Aber die Hoffnungen erodieren allmählich wie die Küste. In der kleinen Stadt Dunwich scheitert das Projekt am Votum der Einwohner, die lieber alles beibehalten wollen wie bisher. Projekt abgelehnt. Danach stockt das Vorhaben. Dann, ermuntert von Christo, machen die beiden sich wieder auf die Suche nach einem anderen Ort und finden Walton on Naze. Auch hier öffentliche Debatten, auch Gegner, aber mehr Befürworter, ein paar Promotoren im Ort. Doch es fehlt das Geld. Sponsoren müssen gefunden werden. Die britische Agentur zieht sich zurück, ein Windparkbetreiber sponsert lieber einen Fußballverein. Schließlich ein Architektenwettbewerb, der auf das Projekt genau passt, aber es gewinnen andere. Phasen der Niedergeschlagenheit, zwischendurch Brotarbeiten beider Architekten. Weitermachen oder aufgeben?

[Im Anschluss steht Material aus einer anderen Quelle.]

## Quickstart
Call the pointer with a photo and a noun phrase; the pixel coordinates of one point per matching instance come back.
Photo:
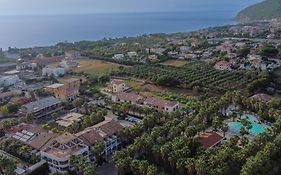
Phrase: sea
(43, 30)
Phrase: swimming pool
(255, 130)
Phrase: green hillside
(267, 9)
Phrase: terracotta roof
(209, 139)
(66, 137)
(90, 137)
(8, 94)
(160, 103)
(223, 63)
(99, 131)
(111, 127)
(19, 100)
(72, 52)
(118, 82)
(42, 140)
(56, 85)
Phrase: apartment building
(42, 108)
(60, 149)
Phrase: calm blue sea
(42, 30)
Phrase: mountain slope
(265, 10)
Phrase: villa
(262, 97)
(106, 132)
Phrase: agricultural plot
(195, 74)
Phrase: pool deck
(249, 136)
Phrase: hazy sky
(15, 7)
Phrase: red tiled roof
(8, 94)
(223, 63)
(42, 140)
(118, 82)
(90, 137)
(209, 139)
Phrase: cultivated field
(96, 67)
(176, 63)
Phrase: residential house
(159, 104)
(67, 64)
(68, 119)
(26, 66)
(185, 49)
(118, 57)
(158, 51)
(59, 150)
(210, 139)
(47, 71)
(106, 132)
(132, 54)
(42, 108)
(223, 65)
(9, 94)
(118, 86)
(25, 133)
(72, 54)
(9, 80)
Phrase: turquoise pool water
(255, 130)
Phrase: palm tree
(200, 166)
(190, 165)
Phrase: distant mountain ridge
(265, 10)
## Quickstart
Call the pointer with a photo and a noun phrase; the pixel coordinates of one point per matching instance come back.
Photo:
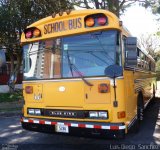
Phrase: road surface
(12, 136)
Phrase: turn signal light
(29, 89)
(121, 114)
(103, 88)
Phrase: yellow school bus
(84, 74)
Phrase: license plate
(61, 128)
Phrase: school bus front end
(65, 86)
(73, 107)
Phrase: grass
(10, 97)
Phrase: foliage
(150, 43)
(116, 6)
(10, 97)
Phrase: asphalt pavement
(12, 136)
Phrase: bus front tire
(140, 111)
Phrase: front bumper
(108, 130)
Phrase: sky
(139, 20)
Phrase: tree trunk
(10, 82)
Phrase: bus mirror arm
(114, 71)
(115, 102)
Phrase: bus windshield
(84, 55)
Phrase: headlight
(93, 114)
(103, 114)
(37, 112)
(98, 114)
(32, 111)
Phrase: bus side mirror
(131, 51)
(2, 58)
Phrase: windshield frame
(117, 45)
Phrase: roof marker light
(90, 22)
(29, 34)
(36, 32)
(102, 20)
(54, 15)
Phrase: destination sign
(61, 26)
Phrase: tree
(16, 15)
(150, 43)
(116, 6)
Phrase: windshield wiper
(72, 66)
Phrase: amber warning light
(103, 88)
(96, 20)
(32, 33)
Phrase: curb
(11, 114)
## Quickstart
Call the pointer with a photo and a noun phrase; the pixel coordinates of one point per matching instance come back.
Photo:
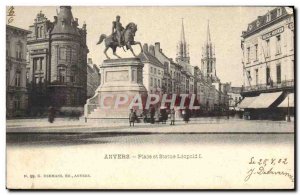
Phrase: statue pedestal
(119, 77)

Der Dokumentarist Jörg Adolph filmt seine Protagonisten bei ihren stets neuen Anläufen, dreht die Diskussionen, begleitet die Recherche. 120 Stunden Filmmaterial wird er am Ende gedreht, mit vier Kameraleuten gearbeitet haben. Der aus diesem Material skulpturierte Film ist vielschichtig. Er erzählt von Leuten, die eine Idee haben und nicht aufgeben, sie verwirklichen zu wollen. Er erzählt vom Anfangen und von der Schwierigkeit, im Beruf eine gute Startposition zu finden. Er erzählt schließlich auch vom schwierigen Verhältnis von Kunst und Gesellschaft. Es finden sich immer genügend Menschen, die lieber Straßen oder Dächer repariert haben wollen, als ein luftiges stählernes Etwas auf dem Meer zu finanzieren.

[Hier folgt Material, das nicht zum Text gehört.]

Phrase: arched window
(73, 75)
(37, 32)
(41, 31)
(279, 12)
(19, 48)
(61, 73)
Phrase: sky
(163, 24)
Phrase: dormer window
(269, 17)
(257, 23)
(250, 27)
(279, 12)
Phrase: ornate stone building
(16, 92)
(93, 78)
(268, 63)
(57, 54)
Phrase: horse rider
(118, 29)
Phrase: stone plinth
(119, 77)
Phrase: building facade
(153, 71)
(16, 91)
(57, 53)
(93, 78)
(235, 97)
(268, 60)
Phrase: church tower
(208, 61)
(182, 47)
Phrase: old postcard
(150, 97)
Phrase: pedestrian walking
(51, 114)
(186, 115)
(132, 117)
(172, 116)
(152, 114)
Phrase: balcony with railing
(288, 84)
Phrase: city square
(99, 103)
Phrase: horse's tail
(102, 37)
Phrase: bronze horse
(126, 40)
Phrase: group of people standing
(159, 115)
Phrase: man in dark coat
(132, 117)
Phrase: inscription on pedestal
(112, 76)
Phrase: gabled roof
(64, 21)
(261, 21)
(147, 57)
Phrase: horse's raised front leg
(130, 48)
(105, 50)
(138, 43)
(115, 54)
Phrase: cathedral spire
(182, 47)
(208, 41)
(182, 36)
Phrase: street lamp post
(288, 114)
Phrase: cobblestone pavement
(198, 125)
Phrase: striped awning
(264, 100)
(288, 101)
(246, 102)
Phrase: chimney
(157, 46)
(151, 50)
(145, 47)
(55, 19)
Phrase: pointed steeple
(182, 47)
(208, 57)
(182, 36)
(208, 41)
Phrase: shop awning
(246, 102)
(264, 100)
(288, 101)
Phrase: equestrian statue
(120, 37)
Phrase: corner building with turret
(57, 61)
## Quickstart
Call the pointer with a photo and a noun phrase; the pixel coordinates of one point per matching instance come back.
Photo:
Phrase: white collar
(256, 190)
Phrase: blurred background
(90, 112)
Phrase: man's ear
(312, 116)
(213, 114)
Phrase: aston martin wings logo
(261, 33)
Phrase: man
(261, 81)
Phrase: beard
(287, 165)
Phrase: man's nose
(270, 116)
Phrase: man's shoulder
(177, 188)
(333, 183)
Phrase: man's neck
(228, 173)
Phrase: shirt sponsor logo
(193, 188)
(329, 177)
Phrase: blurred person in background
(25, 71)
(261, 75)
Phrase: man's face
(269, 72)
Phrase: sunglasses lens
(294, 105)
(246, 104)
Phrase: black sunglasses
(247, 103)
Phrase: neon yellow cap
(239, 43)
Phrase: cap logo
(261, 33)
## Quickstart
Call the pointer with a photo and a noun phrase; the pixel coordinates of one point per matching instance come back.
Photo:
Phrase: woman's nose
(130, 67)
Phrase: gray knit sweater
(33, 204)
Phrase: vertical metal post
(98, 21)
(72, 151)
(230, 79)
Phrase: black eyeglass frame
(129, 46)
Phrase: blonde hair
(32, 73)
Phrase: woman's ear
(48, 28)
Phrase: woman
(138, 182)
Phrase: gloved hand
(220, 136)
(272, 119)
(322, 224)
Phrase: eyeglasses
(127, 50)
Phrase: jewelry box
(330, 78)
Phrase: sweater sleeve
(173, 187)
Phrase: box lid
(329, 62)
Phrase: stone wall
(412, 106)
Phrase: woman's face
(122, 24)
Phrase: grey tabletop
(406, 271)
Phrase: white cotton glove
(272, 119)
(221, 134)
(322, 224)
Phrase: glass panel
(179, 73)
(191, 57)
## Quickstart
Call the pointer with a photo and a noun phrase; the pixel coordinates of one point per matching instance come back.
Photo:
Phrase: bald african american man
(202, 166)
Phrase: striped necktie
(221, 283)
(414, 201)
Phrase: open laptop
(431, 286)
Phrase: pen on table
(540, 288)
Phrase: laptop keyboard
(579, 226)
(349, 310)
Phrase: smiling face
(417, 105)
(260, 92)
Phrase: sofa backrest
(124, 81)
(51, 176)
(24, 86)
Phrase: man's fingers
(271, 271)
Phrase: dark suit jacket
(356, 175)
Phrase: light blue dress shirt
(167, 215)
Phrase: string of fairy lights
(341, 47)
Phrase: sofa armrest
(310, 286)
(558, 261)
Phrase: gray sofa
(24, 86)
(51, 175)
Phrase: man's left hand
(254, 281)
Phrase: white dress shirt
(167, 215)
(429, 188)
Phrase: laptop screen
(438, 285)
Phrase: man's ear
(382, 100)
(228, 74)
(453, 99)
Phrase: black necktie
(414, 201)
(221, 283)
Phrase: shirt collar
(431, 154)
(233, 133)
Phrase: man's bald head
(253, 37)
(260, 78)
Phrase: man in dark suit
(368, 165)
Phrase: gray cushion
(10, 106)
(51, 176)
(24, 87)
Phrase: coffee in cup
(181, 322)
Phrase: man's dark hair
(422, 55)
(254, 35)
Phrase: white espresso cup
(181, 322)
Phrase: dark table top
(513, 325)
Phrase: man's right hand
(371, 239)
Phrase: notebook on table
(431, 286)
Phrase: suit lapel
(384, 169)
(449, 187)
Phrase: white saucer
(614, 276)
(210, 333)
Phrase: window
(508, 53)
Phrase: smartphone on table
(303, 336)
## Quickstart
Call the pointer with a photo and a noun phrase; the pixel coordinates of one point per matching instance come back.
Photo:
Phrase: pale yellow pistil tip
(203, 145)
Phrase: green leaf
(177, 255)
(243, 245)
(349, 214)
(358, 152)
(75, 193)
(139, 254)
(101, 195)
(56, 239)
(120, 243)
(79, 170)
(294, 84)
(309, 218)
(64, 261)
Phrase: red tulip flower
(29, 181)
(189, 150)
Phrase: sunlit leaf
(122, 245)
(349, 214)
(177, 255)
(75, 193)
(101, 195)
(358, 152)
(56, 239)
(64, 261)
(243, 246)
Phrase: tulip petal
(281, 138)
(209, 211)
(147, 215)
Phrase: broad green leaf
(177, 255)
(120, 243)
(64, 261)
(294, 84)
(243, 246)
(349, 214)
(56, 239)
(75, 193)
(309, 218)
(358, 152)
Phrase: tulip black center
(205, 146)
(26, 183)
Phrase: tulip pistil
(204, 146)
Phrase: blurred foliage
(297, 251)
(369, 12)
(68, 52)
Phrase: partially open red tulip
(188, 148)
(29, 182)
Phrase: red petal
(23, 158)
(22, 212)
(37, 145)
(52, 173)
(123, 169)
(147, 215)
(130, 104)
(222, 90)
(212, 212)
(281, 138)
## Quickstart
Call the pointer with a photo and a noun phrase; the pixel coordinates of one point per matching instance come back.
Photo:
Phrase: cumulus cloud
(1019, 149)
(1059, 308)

“Lost Town” ist auch ein Film über alt und neu, über Lust und Unlust an der Veränderung. Ein britischer Stadtplaner, der in München lehrt, sagt einmal über seine Landsleute: “Sie haben das Selbstverständnis, so zu bleiben, wie sie sind. Sie können sich nicht daran erfreuen, modern zu sein. Suffolk und modern, das ist ein Widerspruch in sich.” Aber, macht er dann den beiden ratsuchenden Architekten Mut: “Projekte wie diese kommen manchmal zurück, sie schlafen nur.”

Jörg Adolph erzählt all dies in Bildern und Szenen, ohne Kommentar. Der Stoff des Films sieht auf Papier trocken aus, der Film selbst aber ist spannend und interessant. Das liegt auch an seiner Grundhaltung. Es vermittelt sich, dass er ins Offene hinein gedreht wurde, ohne Wissen darum, ob das Projekt gelingen, die Kirchen im Meer gebaut würden. Der Regisseur hat, als er von dem Projekt hörte, erst einmal auf eigene Faust und mit Mini-DV zu drehen begonnen. Es war auch später schwer, den Film finanziert zu bekommen. Es ging Adolph ein wenig wie dem Projekt. “Es ist gar nicht so einfach”, sagt der Filmemacher, “jemandem verständlich zu machen, dass man Jahr für Jahr an einem Film arbeitet, der nicht auf eine simple Lösung zusteuert, sondern immer komplizierter, immer unbeschreiblicher wird.” WDR und BR, von allen Sendern dem Dokumentarfilm noch am meisten zugetan, haben sich zum Glück überzeugen lassen.

Adolphs Filme beschäftigen sich meist mit Menschen, die einem weit gesteckten Ziel beharrlich folgen. Die Tischtennis-Weltmeister werden wie Timo Boll (”Klein, schnell und außer Kontrolle”), den Ärmelkanal durchschwimmen (”Kanalschwimmer”) oder einen Roman schreiben (mit John von Düffel in “Houwelandt - Ein Roman entsteht”). Auch Anne Niemann und Johannes Ingrisch sind von diesem Typus. Und deshalb ist ihr Scheitern noch lange kein Ende.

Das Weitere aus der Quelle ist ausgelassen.